L’ouverture de l’atelier d’Eco Solidaire, c’est l’aboutissement d’une carrière consacrée au recyclage. Photographe de formation, elle s’est rapidement orientée vers le milieu des loisirs créatifs. «On était dans les années 1980, on ne parlait pas encore d’écologie. Les gens bidouillaient les objets, et souvent ils jetaient ce qu’ils faisaient. Cela m’agaçait déjà.»
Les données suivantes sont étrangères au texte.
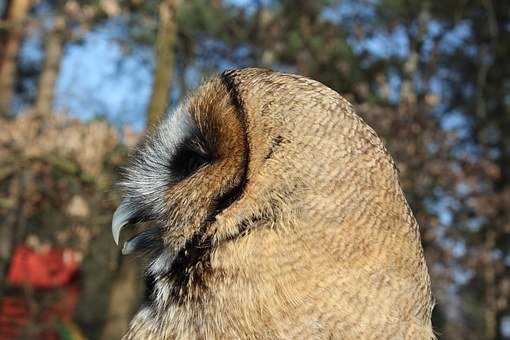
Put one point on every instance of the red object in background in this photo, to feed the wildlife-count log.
(49, 273)
(51, 268)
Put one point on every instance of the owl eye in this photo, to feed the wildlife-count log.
(187, 161)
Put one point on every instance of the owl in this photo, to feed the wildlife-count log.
(277, 214)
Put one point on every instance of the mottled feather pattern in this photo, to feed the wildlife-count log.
(294, 226)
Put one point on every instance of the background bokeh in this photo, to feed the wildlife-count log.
(80, 81)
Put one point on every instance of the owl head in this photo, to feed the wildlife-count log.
(269, 179)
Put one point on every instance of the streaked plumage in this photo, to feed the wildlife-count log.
(278, 214)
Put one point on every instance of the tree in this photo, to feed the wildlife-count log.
(13, 21)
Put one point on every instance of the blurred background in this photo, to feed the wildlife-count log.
(80, 81)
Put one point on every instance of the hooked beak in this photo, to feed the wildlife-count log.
(121, 218)
(124, 215)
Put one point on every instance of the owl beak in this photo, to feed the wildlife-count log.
(121, 218)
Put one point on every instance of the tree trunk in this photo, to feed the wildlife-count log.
(123, 299)
(165, 42)
(10, 41)
(53, 49)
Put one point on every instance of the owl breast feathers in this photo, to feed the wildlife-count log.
(277, 214)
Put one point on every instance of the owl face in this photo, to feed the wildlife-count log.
(185, 173)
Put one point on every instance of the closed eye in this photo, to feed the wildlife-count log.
(187, 161)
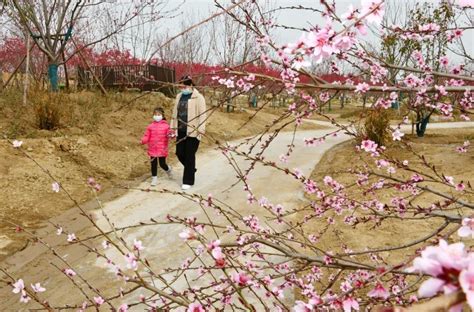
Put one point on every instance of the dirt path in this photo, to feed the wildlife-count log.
(164, 248)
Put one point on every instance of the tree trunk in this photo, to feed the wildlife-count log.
(421, 126)
(53, 76)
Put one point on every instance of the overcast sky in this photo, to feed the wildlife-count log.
(297, 18)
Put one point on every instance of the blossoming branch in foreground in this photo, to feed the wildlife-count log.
(450, 267)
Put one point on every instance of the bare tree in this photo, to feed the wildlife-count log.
(51, 24)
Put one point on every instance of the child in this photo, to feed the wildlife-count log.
(157, 137)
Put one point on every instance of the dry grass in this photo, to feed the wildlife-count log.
(437, 147)
(95, 136)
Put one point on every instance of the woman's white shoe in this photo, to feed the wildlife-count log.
(185, 187)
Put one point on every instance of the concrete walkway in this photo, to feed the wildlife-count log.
(163, 247)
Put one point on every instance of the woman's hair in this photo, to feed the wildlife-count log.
(160, 110)
(186, 80)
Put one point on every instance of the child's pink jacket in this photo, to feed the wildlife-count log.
(157, 137)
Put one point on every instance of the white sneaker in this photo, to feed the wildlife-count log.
(169, 173)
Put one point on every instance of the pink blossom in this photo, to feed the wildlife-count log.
(71, 237)
(37, 287)
(69, 272)
(91, 181)
(302, 307)
(466, 279)
(131, 261)
(441, 90)
(55, 186)
(449, 179)
(17, 144)
(379, 292)
(444, 61)
(240, 278)
(24, 297)
(465, 4)
(376, 7)
(369, 146)
(250, 77)
(195, 307)
(310, 186)
(137, 245)
(283, 158)
(105, 244)
(397, 135)
(460, 187)
(350, 14)
(18, 286)
(411, 80)
(362, 88)
(98, 300)
(187, 234)
(320, 44)
(467, 228)
(431, 287)
(298, 173)
(349, 304)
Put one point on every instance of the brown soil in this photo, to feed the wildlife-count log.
(438, 148)
(95, 139)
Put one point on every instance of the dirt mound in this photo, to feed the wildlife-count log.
(97, 137)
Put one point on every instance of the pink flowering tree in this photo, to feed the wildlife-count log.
(276, 259)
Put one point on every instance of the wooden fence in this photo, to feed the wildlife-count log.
(144, 77)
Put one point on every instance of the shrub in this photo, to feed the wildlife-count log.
(376, 126)
(48, 110)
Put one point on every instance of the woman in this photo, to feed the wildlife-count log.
(189, 120)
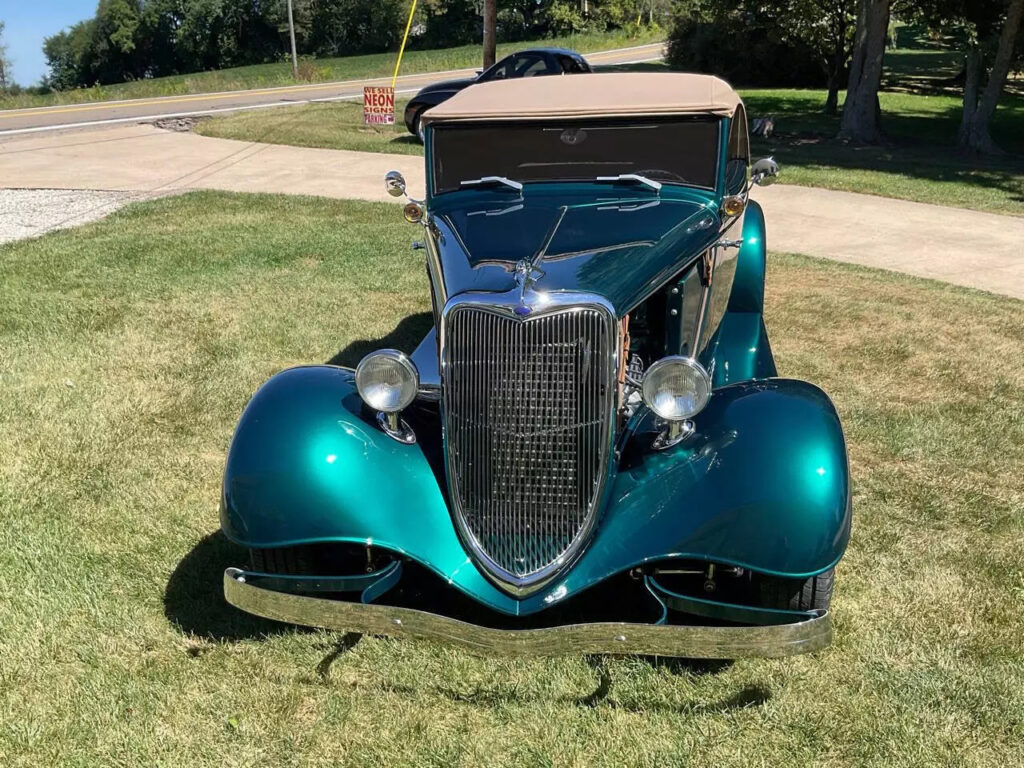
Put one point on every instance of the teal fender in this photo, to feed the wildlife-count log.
(763, 483)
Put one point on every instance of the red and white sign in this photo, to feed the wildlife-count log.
(378, 105)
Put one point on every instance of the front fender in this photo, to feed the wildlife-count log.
(763, 483)
(305, 465)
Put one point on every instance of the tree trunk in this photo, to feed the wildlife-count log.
(489, 32)
(978, 114)
(832, 100)
(860, 112)
(838, 58)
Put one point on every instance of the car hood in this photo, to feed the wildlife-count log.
(448, 85)
(620, 247)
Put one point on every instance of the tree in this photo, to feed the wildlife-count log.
(979, 105)
(5, 78)
(861, 116)
(489, 32)
(797, 43)
(991, 32)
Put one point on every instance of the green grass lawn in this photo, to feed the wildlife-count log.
(128, 349)
(918, 162)
(322, 70)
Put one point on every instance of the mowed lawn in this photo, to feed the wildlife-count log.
(128, 349)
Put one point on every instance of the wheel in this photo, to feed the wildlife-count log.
(797, 594)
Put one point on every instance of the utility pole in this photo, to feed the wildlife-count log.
(291, 32)
(489, 24)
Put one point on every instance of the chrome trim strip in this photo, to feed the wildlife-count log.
(541, 305)
(606, 637)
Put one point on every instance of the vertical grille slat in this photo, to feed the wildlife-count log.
(527, 407)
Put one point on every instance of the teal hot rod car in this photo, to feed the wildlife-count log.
(591, 451)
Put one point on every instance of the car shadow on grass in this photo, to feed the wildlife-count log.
(195, 602)
(406, 336)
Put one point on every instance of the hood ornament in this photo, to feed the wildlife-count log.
(527, 271)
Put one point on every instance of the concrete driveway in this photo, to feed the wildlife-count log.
(91, 114)
(967, 248)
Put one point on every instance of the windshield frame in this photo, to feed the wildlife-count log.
(431, 154)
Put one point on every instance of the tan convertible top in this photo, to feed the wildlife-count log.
(608, 94)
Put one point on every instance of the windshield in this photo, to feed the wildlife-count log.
(672, 151)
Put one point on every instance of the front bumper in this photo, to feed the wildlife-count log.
(606, 637)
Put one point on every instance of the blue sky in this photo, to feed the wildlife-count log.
(29, 22)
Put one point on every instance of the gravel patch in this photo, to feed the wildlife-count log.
(29, 213)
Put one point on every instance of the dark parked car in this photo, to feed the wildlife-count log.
(524, 64)
(592, 450)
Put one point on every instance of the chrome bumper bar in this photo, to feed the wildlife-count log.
(609, 637)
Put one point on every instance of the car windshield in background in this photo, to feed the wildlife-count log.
(678, 151)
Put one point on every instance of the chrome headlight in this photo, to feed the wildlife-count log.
(676, 388)
(387, 380)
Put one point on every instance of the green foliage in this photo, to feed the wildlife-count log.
(137, 39)
(347, 27)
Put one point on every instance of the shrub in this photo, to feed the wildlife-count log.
(740, 48)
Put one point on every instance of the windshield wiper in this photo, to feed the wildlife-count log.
(634, 177)
(488, 180)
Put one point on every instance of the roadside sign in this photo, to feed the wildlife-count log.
(378, 104)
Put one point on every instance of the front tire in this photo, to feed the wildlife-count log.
(797, 594)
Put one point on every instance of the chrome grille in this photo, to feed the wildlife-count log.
(527, 407)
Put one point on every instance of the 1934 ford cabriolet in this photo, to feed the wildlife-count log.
(591, 451)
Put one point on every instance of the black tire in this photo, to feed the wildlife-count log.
(797, 594)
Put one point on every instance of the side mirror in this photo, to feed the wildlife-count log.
(394, 182)
(764, 172)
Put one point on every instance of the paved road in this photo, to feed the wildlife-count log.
(968, 248)
(90, 115)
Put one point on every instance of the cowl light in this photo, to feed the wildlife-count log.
(387, 380)
(676, 388)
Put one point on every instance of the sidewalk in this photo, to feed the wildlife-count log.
(967, 248)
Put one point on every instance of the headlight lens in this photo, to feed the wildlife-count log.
(387, 380)
(676, 388)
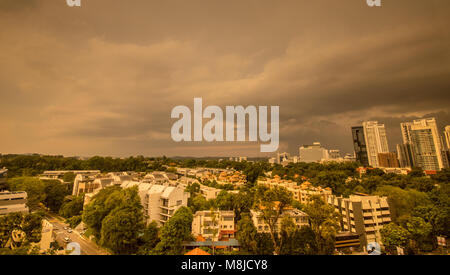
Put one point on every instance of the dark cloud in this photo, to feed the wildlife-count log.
(103, 79)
Arrivée à Bordeaux, il y a dix-neuf ans, elle lance alors avec son mari un magazine dédié aux techniques de transformation des objets. «J’ai appris auprès de professionnels de la métallurgie, du bois… En échange je leur créais des books. J’ai toujours aimé également le côté troc. » Nathalie Kaïd investit le milieu associatif. Intervient dans les écoles, les collèges, pour faire partager ses connaissances. Puis ouvre sa première recyclerie, dans le quartier du Grand Parc. «Un quartier dans lequel on donne depuis quelques mois des cours de transformation des objets aux habitants.»

Des fûts de bière en luminaires

Les collectes s’amassent. Il faut voir plus grand. La Communauté urbaine de Bordeaux, intéressée par la démarche, lui trouve cet entrepôt aux Bassins à flot. «Sur le premier trimestre de l’année, on a déjà collecté 20 tonnes d’objets destinés à la déchetterie.» Des caisses de vin deviennent des bibliothèques. Des fûts de bière des luminaires. Les objets sont ensuite revendus, «à un juste coût.»

Dix créateurs, une quinzaine de bénévoles, essentiellement des retraitées, cinq stagiaires, travaillent sur le site, créé en forme d'association, et se partagent la tâche. «Il y a un un côté intergénérationnel, et insertion de jeunes exclus du système scolaire, dans ma démarche», souligne Nathalie Kaïd. «Le développement durable, c’est aussi de l’humain», insiste-t-elle.